Après avoir été un employé d'une société de production indépendante pendant huit ans, Lee Jae-han s'est mis à son compte : l'indépendance de l'indépendance, donc. Le jeune homme est connu pour plusieurs court-métrages remarqués. Et ce n'est pas la première fois qu'il tourne avec l'actrice Kim Sae-byeok. Il est clair que le film est tourné vers elle, pour lui laisser le temps de jouer en profondeur son personnage. C'est le cas lors d'une dispute du couple à propos de la maison. Le réalisateur insiste sur ce lien presque magique entre la montagne et les habitants du coin. La jeune femme occidentale jouée par l'actrice et modèle brésilienne Ana Ruggiero (un peu enlaidie pour l'occasion) est, dans tout ça, un prétexte à suggérer l'altérité, le différent. Elle ne peut pas comprendre la symbolique du mont Inwang ; un lieu bien connu pour être une base d'observation de la police militaire locale, à la fois pour surveiller les arrivées suspectes du Nord, et pour lorgner en douce sur la ville de Séoul elle-même et ses quartiers agités.

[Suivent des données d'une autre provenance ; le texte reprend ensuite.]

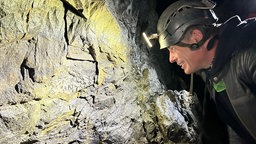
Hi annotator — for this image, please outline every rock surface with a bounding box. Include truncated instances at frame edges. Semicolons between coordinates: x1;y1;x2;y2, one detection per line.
0;0;198;144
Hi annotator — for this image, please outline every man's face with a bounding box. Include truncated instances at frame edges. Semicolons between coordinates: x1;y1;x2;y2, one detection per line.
168;45;204;74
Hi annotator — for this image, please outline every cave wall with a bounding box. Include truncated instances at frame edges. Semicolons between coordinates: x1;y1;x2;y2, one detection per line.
0;0;198;144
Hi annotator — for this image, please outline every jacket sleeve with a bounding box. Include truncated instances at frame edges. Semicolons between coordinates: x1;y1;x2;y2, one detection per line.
199;83;229;144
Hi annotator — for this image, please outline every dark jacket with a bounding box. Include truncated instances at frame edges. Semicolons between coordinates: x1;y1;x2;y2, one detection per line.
200;16;256;144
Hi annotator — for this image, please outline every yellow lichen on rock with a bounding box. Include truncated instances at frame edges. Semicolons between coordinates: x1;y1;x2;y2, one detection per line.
89;3;127;85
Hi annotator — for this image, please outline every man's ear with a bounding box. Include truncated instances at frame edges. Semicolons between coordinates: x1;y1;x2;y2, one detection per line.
192;29;203;43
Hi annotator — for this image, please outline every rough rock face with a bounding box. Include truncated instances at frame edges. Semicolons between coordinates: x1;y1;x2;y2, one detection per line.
0;0;198;144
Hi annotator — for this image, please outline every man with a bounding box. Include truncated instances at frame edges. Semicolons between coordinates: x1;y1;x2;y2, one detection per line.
153;0;256;144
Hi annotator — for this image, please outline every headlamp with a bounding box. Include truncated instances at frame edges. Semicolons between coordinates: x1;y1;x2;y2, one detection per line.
142;32;158;47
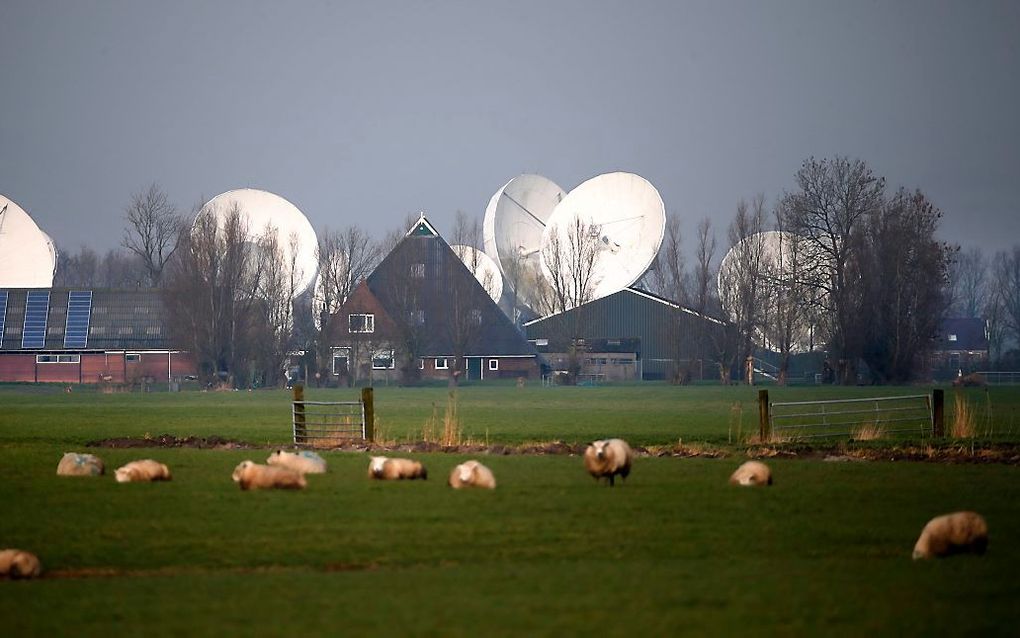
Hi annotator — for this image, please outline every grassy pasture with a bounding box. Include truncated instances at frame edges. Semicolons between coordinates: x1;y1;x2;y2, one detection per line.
0;386;1020;636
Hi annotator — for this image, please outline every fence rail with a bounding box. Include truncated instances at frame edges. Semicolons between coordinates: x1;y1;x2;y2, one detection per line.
759;390;942;441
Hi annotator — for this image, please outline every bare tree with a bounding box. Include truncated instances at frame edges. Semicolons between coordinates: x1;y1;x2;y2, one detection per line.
782;157;885;383
121;184;183;287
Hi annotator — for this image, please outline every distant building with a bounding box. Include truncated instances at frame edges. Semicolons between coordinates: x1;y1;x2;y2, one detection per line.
0;288;196;384
325;215;539;383
524;288;727;380
931;317;988;377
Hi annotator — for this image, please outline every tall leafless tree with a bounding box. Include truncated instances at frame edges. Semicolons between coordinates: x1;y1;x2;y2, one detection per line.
120;184;183;287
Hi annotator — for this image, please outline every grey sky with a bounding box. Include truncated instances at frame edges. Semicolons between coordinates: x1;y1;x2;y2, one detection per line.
0;0;1020;261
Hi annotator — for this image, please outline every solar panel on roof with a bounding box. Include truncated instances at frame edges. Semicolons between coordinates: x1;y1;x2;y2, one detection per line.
0;290;7;345
21;290;50;348
64;290;92;348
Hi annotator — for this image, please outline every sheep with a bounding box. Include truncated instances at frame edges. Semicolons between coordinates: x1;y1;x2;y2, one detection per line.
115;458;173;483
57;452;106;477
729;460;772;487
914;511;988;560
0;549;43;579
584;439;634;487
450;460;496;490
265;449;325;474
368;456;428;481
232;460;308;491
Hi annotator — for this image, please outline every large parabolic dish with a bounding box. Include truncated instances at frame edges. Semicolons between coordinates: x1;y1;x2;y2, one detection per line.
196;188;318;297
481;174;566;281
0;195;57;288
541;173;666;299
450;244;503;303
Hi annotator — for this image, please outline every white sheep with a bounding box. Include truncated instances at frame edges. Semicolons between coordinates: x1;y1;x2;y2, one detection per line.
231;460;308;490
368;456;428;481
914;511;988;560
114;458;173;483
584;439;634;487
265;449;325;474
0;549;43;579
57;452;106;477
729;460;772;487
450;460;496;490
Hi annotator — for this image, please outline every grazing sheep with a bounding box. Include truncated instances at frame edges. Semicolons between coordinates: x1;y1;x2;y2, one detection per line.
584;439;634;487
115;458;172;483
57;452;106;477
914;511;988;560
450;460;496;490
265;449;325;474
368;456;428;481
0;549;43;579
729;460;772;486
232;460;308;490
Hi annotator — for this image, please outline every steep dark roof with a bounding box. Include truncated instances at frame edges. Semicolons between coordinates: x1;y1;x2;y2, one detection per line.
366;216;537;356
0;288;171;352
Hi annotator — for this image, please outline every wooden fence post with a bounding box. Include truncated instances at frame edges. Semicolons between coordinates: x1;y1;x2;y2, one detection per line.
293;384;307;443
931;388;946;437
361;388;375;442
758;390;772;443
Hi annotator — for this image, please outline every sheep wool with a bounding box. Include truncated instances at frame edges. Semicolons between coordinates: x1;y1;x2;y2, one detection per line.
232;460;308;491
0;549;43;579
584;439;634;487
729;460;772;487
57;452;106;477
265;449;325;474
114;458;173;483
914;511;988;560
368;456;428;481
450;460;496;490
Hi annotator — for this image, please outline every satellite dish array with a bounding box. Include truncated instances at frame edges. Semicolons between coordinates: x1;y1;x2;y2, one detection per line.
482;173;666;316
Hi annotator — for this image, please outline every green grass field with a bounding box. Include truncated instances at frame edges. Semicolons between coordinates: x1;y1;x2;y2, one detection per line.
0;385;1020;636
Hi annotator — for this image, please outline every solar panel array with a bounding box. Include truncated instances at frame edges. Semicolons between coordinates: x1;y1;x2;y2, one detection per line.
64;290;92;348
21;290;50;348
0;290;7;344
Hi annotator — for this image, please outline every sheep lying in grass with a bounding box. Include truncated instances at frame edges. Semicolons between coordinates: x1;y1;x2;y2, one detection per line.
114;458;172;483
584;439;634;487
57;452;106;477
914;511;988;560
0;549;43;579
265;449;325;474
232;460;308;490
368;456;428;481
450;460;496;490
729;460;772;486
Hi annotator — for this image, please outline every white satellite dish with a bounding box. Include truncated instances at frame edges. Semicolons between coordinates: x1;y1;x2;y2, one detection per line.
450;244;503;303
481;174;566;304
0;195;57;288
717;231;811;352
196;188;318;297
541;173;666;299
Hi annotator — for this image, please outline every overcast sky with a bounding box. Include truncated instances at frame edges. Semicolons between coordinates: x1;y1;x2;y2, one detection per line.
0;0;1020;256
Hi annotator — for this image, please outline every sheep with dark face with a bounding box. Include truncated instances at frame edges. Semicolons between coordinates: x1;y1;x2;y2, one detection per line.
231;460;308;491
729;460;772;487
450;460;496;490
914;511;988;560
584;439;634;487
265;449;325;474
368;456;428;481
114;458;172;483
0;549;43;579
57;452;106;477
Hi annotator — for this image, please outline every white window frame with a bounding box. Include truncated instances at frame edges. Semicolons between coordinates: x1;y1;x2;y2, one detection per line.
372;348;397;370
347;312;375;335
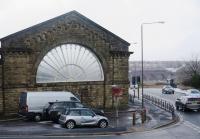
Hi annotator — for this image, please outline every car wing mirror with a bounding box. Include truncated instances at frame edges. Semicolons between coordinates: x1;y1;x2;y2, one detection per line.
176;98;181;101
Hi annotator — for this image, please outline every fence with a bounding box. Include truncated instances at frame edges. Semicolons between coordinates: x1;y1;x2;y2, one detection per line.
143;94;175;118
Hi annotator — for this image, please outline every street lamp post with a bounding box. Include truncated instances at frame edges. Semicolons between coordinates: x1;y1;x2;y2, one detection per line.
141;21;165;108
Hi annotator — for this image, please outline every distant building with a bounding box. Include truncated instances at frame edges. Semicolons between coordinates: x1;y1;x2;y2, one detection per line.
0;11;131;113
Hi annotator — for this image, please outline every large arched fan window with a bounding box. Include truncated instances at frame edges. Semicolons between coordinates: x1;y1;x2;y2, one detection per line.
36;44;104;83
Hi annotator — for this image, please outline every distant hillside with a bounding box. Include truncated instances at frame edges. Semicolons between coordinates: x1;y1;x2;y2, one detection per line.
129;61;185;81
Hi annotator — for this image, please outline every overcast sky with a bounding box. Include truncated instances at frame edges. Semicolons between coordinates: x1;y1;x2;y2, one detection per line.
0;0;200;61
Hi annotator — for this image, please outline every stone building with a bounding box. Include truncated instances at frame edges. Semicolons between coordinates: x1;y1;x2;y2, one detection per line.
0;11;131;113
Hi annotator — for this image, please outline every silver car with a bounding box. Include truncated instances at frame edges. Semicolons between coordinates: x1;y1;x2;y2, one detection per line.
59;108;108;129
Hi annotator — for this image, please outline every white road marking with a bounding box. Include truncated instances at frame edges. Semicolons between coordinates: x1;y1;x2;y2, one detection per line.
53;124;62;128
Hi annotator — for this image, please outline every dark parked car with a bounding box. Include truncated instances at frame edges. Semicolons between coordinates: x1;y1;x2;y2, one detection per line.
162;85;174;94
46;101;104;122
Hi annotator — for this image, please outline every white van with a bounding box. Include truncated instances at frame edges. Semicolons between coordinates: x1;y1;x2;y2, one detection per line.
19;91;80;121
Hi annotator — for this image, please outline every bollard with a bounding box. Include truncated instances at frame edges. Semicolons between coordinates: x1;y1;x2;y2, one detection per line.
132;112;136;125
140;110;145;123
144;108;147;121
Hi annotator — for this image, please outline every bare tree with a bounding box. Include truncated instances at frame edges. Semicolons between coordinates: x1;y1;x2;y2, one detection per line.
177;56;200;87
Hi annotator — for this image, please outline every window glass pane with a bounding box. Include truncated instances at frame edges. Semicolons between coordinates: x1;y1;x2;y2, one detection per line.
81;110;94;116
36;44;104;83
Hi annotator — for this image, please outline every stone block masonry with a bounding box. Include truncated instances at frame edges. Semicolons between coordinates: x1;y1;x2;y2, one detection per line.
0;11;131;113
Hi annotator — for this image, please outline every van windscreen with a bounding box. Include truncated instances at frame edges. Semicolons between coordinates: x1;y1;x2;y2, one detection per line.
19;93;27;106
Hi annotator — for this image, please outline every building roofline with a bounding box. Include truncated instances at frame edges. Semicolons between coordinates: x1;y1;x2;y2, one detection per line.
0;10;130;46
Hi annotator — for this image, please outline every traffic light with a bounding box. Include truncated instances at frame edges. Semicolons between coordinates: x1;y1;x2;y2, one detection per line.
132;76;136;85
137;76;140;84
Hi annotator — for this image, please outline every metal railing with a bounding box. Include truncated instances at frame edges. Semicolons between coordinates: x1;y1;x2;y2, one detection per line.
143;94;175;118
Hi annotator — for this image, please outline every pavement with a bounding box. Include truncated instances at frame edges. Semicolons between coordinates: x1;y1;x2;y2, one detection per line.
0;98;178;136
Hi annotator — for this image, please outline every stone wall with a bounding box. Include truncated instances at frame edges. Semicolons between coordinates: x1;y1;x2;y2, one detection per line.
0;10;130;112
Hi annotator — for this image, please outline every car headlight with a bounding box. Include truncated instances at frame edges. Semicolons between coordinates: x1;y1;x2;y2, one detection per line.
101;110;104;113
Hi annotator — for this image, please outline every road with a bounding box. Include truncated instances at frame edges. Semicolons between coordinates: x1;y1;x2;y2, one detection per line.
0;88;200;139
144;88;200;128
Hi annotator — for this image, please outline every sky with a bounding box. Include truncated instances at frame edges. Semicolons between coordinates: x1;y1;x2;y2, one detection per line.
0;0;200;61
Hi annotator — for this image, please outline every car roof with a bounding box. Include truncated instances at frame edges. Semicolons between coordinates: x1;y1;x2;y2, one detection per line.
187;89;199;92
70;108;91;110
49;101;81;104
182;95;200;98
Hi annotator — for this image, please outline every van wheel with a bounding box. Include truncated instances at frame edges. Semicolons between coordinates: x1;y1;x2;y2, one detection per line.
99;120;108;128
34;114;42;122
65;120;76;129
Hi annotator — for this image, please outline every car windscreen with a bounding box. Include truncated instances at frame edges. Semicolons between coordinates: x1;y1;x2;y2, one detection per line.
191;90;200;94
188;98;200;102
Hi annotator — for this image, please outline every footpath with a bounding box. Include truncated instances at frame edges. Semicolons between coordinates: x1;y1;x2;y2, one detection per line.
0;98;178;136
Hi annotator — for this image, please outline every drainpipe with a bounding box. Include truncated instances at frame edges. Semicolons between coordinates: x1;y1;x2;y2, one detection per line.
1;48;5;114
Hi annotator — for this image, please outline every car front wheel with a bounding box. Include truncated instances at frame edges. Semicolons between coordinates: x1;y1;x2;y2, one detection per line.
99;120;108;128
65;120;75;129
34;114;42;122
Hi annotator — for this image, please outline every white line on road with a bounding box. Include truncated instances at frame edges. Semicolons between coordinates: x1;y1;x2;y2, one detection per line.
183;121;200;133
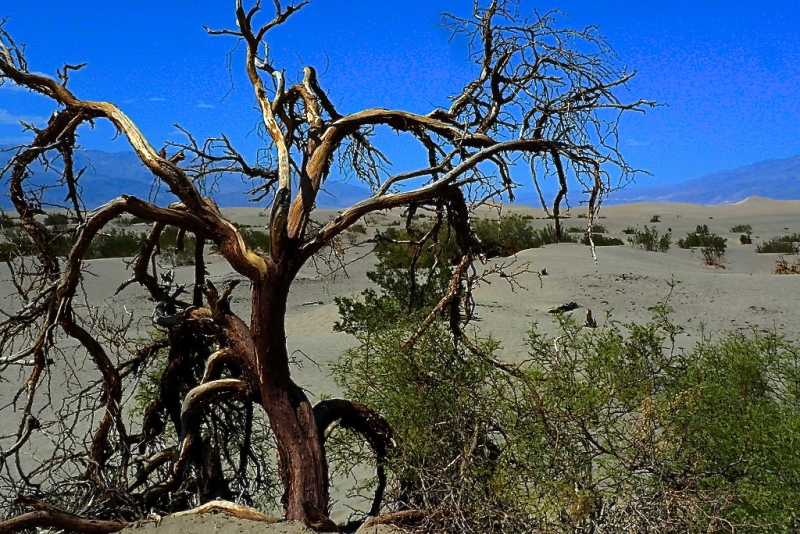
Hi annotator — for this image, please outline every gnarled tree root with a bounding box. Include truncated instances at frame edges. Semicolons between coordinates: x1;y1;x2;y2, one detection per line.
314;399;397;516
356;510;433;534
167;500;280;523
0;495;128;534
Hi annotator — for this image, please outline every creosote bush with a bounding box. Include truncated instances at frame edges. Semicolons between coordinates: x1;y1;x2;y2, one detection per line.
773;256;800;274
625;225;672;252
677;224;728;266
731;224;753;235
756;233;800;254
581;234;625;247
334;252;800;533
472;217;576;258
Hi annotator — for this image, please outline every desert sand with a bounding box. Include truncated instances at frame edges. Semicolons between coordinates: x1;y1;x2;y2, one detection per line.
0;197;800;534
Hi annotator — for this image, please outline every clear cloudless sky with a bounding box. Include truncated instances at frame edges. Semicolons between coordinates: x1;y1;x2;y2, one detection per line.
0;0;800;191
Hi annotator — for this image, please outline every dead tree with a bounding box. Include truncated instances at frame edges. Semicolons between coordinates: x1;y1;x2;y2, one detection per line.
0;0;653;531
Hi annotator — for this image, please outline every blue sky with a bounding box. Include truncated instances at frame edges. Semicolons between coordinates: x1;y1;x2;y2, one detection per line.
0;0;800;193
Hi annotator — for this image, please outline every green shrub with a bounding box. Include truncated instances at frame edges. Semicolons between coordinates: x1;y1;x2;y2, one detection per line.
756;233;800;254
158;226;197;267
86;228;145;259
581;234;625;247
331;264;800;534
240;227;269;254
676;224;712;248
472;213;577;258
628;225;672;252
731;224;753;235
344;223;367;246
566;224;608;234
0;210;19;230
677;224;728;265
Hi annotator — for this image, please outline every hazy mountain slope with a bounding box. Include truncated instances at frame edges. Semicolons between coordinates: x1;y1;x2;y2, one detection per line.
0;150;800;209
608;156;800;204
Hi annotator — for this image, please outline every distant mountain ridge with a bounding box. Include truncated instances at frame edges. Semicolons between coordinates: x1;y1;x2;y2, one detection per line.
0;147;800;209
606;155;800;204
0;147;369;213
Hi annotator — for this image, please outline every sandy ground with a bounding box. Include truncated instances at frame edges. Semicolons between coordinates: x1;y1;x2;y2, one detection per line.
0;198;800;534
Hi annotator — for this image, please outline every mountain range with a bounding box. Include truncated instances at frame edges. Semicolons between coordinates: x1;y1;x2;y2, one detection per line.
0;150;800;209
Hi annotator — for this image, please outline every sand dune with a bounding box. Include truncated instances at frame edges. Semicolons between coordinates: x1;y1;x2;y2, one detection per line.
0;197;800;534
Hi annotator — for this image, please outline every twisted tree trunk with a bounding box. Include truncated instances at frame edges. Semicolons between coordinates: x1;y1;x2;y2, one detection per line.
251;269;329;520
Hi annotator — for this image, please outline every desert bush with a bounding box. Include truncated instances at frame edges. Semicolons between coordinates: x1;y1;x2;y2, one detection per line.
675;224;712;248
628;225;672;252
566;224;608;234
158;226;197;267
756;239;800;254
677;224;728;265
0;210;19;230
86;228;144;259
773;256;800;274
581;234;625;247
44;212;72;228
344;223;367;246
473;213;552;258
334;266;800;533
731;224;753;235
242;227;269;253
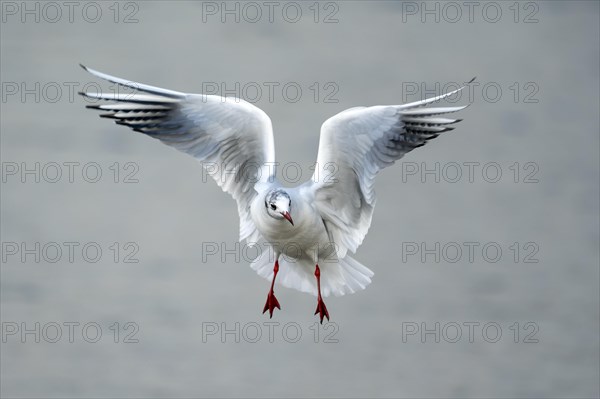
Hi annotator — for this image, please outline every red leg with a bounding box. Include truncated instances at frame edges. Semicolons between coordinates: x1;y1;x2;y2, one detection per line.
263;260;281;318
315;265;329;324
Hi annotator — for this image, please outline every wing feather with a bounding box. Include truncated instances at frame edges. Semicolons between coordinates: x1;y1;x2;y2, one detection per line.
79;65;275;241
310;80;473;258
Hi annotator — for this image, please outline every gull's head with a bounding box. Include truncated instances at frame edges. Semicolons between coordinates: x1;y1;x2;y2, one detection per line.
265;189;294;226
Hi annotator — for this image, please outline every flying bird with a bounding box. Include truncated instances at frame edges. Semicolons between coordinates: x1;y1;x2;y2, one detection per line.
79;65;474;323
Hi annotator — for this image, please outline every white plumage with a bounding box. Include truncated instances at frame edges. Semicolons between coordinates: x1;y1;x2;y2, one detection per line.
80;67;474;321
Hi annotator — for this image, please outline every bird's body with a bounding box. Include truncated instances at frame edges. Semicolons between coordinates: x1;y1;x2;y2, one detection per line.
80;67;474;322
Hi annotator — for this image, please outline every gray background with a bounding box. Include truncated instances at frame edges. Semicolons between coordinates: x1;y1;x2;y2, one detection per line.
0;1;599;397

* Misère du cinéma indépendant

On l'aura compris : le film joue avec les clichés du cinéma indépendant sud-coréen. Ces clichés sont largement à mettre sur le dos des films du réalisateur Hong Sang-soo. Citons par exemple, les mélopées oiseuses au piano (Hong les compose lui-même depuis peu, et elle sont donc plus simples) ; l'esthétique du noir et blanc vidéo ; les longs plans pleins de vide ; les mouvements de caméra qui semblent en dire long ; et une sorte de pseudo-naturalisme dans le jeu. Mais le pire, peut-être, vient du côté thérapeutique, du côté tisane de camomille qu'on voudrait refiler aux spectateurs ; des spectateurs qui sont souvent des spectatrices comme le suggère tout l'attirail aux couleurs fanées des affiches et autres posters de la promo du film. Mais de quoi souffrent donc ce public de films indépendants pour qu'on lui serve des mièvreries et du cinéma laxatif ? Il est plus probable de voir là l'ambition de s’engouffrer sur la brèche ouverte par Hong Sang-soo dans les festivals internationaux. La présence de Kim Sae-byeok, actrice de Hong également, va dans ce sens. Mais le réalisateur vétéran et sa muse sont-ils déjà prêts à laisser la place ? Rien de moins sûr.